Mr Burgess’s ‘special students’
Anthony Burgess’s expatriate years as a teacher began at the Malay College in Kuala Kangsar, then known as the ‘Eton of the East’; later he took a post at the Malay Teachers’ Training College in Kota Bharu. These experiences inspired not only his Malayan trilogy of novels but also the framing mechanism for his fiction on Shakespeare, Nothing Like The Sun. In the novel, a lecturer called ‘Mr Burgess’ delivers a farewell class to his ‘special students’ while imbibing bottles of samsu, a potent rice-spirit which eventually renders him drunk.
These students are named in the dedication, listed alphabetically as in a classroom attendance roster, as “Misses Alabaster, Ang Poh Gaik, Bacchus, Brochocki, Ishak, Kinipple, Shackles, Spottiswoode and Messrs Ahmad bin Harun, Anguish, Balwant Singh, Lillington, Lympe, Raja Mokhtar, Prindable, Rosario, Spittal, Whitelegge etc”. These are not names of actual students Burgess taught at the Malay College; but they aren’t names chosen at random either. Burgess was fond of inserting sly references into his texts as in-jokes, and the names of Mr Burgess’s special students are very special indeed.
The surnames range from the perfectly plausible to the highly unlikely. Miss Bacchus seems an especially unusual name for a student in Malaya, but is perhaps a sly reference to the alcohol fuelling Mr Burgess’s lecture. Many of the other names are similarly oblique references to the core subject of Nothing Like The Sun, which is the idea that Shakespeare had a child with a South-East Asian prostitute, who eventually returned to the East.

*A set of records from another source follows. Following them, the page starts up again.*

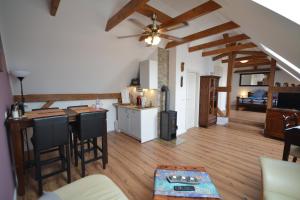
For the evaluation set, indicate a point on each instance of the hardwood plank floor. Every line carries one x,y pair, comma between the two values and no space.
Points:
230,156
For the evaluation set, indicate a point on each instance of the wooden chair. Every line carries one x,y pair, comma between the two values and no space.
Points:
289,122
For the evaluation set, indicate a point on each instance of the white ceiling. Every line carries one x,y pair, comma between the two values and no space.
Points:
261,24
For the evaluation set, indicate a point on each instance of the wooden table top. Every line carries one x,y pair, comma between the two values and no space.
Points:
79,110
44,113
186,168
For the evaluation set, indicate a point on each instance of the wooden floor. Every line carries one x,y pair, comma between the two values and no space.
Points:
248,117
230,156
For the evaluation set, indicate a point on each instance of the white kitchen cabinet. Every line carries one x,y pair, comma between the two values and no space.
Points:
149,74
138,123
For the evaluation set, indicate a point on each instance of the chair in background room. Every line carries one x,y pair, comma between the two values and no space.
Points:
289,122
51,134
89,127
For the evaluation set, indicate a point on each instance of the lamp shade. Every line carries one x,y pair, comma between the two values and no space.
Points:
20,73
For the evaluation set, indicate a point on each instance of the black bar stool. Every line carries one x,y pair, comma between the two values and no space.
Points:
51,134
89,127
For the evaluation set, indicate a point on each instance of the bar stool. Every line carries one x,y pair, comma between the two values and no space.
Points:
88,128
48,133
289,122
72,125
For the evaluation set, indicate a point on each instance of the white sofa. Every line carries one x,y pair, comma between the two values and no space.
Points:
94,187
281,179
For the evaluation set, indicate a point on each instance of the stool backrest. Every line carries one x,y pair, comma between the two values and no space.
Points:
91,125
290,121
45,108
49,132
69,107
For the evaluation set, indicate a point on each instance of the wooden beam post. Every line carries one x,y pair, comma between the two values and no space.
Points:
126,11
54,6
229,81
271,83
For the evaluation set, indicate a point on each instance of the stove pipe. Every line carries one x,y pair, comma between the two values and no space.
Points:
165,89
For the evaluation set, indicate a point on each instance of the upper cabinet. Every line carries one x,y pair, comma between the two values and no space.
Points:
148,74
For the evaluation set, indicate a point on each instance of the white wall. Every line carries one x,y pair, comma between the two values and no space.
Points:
71,52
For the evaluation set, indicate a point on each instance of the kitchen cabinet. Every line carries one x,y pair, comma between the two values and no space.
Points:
140,124
149,74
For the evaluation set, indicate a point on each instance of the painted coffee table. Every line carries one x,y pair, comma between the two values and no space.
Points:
164,190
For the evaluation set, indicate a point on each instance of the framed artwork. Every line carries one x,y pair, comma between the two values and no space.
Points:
2,57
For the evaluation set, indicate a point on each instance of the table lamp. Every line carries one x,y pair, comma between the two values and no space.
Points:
21,74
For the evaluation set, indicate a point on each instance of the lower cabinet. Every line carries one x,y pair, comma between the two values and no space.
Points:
138,123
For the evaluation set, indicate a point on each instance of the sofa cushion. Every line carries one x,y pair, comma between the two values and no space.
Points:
94,187
280,179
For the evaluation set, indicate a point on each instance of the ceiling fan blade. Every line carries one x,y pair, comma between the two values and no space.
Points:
129,36
170,37
178,26
138,23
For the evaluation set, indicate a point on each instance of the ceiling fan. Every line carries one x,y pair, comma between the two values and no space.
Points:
152,33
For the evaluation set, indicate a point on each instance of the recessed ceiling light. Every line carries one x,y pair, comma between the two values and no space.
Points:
244,61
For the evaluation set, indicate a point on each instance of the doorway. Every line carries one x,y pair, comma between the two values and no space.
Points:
191,92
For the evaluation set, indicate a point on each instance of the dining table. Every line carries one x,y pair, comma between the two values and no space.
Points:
16,126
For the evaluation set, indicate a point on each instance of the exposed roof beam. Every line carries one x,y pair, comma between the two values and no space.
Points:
208,32
229,49
54,6
196,12
126,11
219,42
255,70
220,56
246,58
253,63
251,53
149,10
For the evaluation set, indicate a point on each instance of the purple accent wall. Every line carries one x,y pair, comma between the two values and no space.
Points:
6,177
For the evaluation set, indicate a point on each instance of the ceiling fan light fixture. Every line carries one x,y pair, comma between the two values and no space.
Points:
152,40
244,61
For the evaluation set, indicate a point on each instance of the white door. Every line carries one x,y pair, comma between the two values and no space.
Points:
191,100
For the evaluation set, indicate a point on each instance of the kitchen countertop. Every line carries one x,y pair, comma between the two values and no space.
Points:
134,107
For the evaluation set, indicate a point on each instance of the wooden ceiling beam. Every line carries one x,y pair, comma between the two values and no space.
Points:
208,32
126,11
148,11
256,63
246,58
257,53
229,49
220,56
53,7
194,13
219,42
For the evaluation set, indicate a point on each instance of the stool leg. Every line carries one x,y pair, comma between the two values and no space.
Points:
82,158
68,163
38,172
62,156
294,159
95,147
71,143
75,150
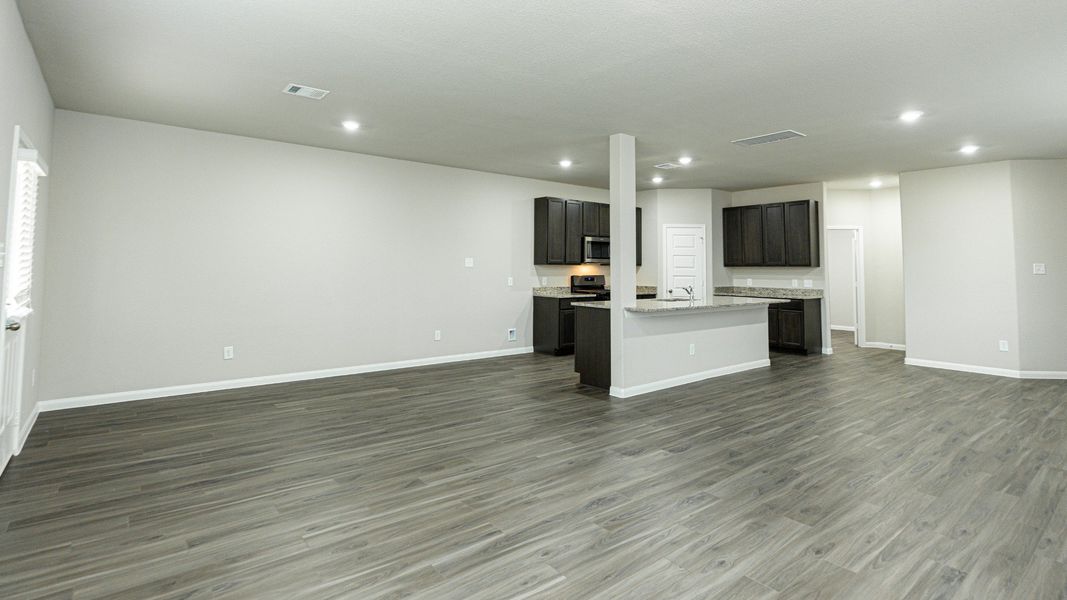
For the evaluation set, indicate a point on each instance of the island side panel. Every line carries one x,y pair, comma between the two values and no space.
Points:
592,346
657,345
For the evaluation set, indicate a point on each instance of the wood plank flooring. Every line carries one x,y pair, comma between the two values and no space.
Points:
843,476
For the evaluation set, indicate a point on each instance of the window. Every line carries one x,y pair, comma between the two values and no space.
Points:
24,221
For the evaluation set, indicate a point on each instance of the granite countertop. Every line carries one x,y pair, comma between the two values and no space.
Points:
715,303
564,291
787,293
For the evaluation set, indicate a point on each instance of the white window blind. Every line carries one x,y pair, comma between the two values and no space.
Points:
22,227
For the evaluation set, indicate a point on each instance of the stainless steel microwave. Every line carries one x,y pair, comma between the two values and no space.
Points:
598,250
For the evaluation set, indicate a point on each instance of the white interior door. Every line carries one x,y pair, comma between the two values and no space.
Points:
845,280
15,290
684,261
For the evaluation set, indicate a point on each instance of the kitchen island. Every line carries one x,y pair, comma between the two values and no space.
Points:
672,342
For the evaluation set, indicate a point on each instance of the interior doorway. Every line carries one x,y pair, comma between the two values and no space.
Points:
684,261
845,281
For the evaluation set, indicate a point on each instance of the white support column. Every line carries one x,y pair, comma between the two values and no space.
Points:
623,194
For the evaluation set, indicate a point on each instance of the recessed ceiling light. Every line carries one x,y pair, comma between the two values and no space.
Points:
911,115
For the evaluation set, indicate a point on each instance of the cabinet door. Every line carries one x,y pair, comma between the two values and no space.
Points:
605,220
638,237
774,235
572,235
566,328
773,326
791,329
590,219
556,232
751,233
798,227
732,249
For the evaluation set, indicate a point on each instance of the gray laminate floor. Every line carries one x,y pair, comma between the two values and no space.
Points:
843,476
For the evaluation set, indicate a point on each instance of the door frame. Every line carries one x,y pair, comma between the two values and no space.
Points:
859,300
665,247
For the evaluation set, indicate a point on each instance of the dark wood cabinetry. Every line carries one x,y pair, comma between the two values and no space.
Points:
796,326
560,226
751,235
801,234
553,325
770,235
774,235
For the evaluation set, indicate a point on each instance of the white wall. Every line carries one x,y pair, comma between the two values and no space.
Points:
959,266
878,212
26,103
1039,208
171,243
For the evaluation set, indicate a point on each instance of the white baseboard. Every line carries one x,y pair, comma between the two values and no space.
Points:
691,378
882,345
96,399
25,430
1042,375
988,369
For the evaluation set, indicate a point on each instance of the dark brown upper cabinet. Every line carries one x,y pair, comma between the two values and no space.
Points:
774,235
733,254
770,235
590,219
751,235
801,234
573,247
559,226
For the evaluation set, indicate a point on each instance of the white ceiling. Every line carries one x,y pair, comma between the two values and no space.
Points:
512,87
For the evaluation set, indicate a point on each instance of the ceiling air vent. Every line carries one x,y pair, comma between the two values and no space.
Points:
305,91
767,138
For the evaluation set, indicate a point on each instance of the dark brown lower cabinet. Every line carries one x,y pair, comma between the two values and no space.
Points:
592,351
796,326
553,326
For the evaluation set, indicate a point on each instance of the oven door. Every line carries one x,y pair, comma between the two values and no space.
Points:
598,250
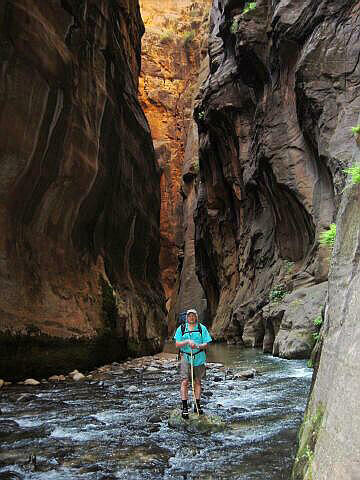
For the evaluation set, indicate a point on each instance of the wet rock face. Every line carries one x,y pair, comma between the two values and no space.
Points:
79,182
172,48
274,121
330,430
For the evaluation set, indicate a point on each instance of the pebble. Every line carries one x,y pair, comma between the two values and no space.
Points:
31,381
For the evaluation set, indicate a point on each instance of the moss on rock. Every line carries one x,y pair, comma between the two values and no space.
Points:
308,436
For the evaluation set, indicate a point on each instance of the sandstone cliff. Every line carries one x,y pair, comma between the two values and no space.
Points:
172,48
329,440
80,195
274,123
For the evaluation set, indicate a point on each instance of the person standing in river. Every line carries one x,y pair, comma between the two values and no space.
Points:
192,338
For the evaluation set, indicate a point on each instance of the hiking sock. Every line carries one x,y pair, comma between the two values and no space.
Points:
198,407
185,412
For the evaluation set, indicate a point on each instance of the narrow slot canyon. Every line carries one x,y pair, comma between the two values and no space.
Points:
165,155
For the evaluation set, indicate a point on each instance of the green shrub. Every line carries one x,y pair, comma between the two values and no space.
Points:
188,37
250,6
289,266
318,321
234,28
328,236
354,171
316,336
278,293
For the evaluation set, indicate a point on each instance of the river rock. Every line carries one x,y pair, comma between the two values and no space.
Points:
31,381
196,423
246,374
152,369
78,376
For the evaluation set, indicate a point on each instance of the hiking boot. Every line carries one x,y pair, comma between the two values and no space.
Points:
185,413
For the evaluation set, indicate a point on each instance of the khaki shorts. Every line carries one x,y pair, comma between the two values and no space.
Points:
185,370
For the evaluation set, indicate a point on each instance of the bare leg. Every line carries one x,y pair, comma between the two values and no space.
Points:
197,389
184,389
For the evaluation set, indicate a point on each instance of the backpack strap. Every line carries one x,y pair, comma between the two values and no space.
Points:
183,327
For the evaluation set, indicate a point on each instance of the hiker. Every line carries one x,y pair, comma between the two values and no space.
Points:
192,337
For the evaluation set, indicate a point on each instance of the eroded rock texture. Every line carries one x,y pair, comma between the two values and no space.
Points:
172,48
79,185
329,441
274,120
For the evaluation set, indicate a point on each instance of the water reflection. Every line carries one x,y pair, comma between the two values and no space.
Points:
117,427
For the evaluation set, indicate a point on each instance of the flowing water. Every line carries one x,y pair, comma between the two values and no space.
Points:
115,424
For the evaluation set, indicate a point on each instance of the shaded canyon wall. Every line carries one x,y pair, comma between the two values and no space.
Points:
274,118
172,49
80,197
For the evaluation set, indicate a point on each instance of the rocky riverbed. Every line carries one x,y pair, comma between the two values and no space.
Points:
114,422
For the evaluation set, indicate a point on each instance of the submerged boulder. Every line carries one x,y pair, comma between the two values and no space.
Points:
196,423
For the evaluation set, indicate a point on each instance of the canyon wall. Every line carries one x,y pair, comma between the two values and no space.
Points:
173,46
80,196
274,118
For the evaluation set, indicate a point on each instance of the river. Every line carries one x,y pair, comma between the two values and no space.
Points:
115,425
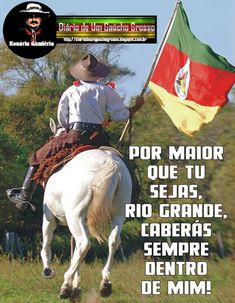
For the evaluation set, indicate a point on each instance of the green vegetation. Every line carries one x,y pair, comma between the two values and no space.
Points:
24,118
23,283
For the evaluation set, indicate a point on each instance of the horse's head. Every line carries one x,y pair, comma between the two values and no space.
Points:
56,130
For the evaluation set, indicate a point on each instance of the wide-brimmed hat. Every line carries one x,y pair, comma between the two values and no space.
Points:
34,8
89,69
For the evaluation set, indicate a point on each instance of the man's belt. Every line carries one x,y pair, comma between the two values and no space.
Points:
85,127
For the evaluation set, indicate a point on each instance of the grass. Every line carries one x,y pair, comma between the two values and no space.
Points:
22,283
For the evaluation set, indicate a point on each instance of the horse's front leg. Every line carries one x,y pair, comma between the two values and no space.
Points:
71,285
48,228
114,241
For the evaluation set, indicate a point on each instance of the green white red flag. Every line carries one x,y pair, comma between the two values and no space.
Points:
190,81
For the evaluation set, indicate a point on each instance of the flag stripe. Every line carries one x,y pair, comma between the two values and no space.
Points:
180,36
181,111
208,86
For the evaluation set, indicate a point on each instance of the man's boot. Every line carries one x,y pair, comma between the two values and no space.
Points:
21,197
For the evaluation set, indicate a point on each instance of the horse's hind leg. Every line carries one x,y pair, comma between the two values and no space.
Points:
48,228
71,283
114,241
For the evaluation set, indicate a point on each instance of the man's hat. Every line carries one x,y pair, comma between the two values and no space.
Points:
34,8
89,69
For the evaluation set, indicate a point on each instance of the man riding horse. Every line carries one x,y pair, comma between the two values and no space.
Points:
81,112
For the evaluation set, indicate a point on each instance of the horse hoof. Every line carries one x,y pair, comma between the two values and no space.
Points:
76,293
48,273
106,289
65,293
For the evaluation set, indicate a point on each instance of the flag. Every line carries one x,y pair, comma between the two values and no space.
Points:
190,81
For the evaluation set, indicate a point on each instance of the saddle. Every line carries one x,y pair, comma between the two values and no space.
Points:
53,163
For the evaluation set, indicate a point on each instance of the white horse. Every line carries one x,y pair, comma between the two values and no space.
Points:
87,194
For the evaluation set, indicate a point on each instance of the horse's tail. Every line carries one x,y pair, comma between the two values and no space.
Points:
104,186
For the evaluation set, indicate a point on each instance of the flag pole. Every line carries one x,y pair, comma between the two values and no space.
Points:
156,57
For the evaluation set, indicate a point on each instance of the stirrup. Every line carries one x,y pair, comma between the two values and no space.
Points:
13,196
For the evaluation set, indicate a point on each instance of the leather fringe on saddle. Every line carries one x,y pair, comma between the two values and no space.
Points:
52,164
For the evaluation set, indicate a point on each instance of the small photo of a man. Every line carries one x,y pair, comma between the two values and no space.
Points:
35,23
30,30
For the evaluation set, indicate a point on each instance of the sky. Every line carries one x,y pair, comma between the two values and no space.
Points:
211,21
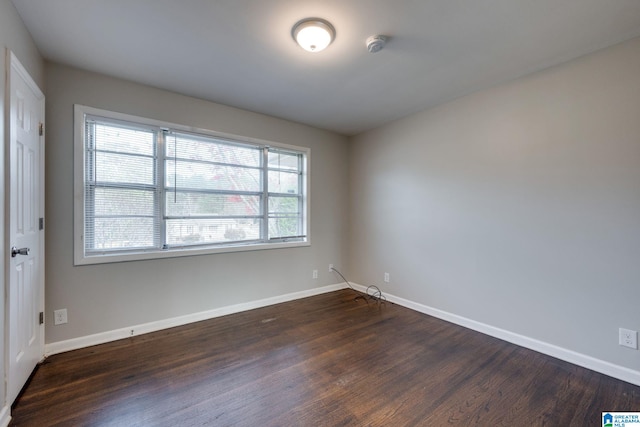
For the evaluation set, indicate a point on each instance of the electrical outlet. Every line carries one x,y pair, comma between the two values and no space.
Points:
628,338
60,316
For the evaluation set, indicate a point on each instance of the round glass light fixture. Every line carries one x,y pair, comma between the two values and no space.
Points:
313,34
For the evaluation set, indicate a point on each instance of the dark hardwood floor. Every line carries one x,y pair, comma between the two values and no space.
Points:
321,361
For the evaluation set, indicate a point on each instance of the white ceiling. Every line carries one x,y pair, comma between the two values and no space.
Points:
241,53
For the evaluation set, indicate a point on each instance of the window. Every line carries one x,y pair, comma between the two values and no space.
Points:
146,189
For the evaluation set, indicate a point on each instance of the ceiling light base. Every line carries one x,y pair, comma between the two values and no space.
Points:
376,43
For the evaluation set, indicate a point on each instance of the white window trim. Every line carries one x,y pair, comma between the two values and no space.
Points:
80,111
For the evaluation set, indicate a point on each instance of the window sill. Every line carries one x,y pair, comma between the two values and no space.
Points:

Some of the special students are, in fact, luminaries of the region. Ishak is the name of Singapore’s first President while Sir Thomas Shenton Whitelegge Thomas was the last British governor of the Straits Settlements. Mustapha bin Harun was the first governor of the Malaysian state of Sabah. Haji Mokhtar was a Sufi mystic who issued a fatwa against the Malayan Communists during Japanese occupation in World War II. Balwant Singh is a Sikh name common in Malaysia among Indian immigrants, just as Poh Gaik is a common name among ethnic Chinese Malays. Even Spottiswoode is a park adjoining Singapore’s railway station.
Similarly, Lillington is a Warwickshire village mentioned in the Domesday Book, now a suburb of Leamington Spa and less than ten miles from Shakespeare’s home town of Stratford-upon-Avon. Alabaster, in Shakespeare’s time, was calcite rather than the modern gypsum, and was known as Oriental alabaster since it was imported from the Far East. Shackles, Anguish and Lympe could all be read as references to suffering from syphilis, the illness which kills Shakespeare in Burgess’s novel.
Prindable may refer to G.C.G. Prindable, who was controller of Government Stores in Brunei while Burgess lived and taught there. Spittal may connote spittle, or the London district of Spitalfields, which in the Elizabethan era was close by the site of James Burbage’s ‘The Theatre’ in Shoreditch, and was where Shakespeare, according to tax collector records, resided in 1598.
Mr Burgess’s ‘special students’ include people of political power in the Malaysian region during the time that Burgess lived there, as well as locations Shakespeare would have known, and phrases suggesting physical states of suffering. The names of these putative listeners bring together the worlds of Shakespeare and syphilis, Burgess and Malaya, just as the novel Nothing Like The Sun itself does.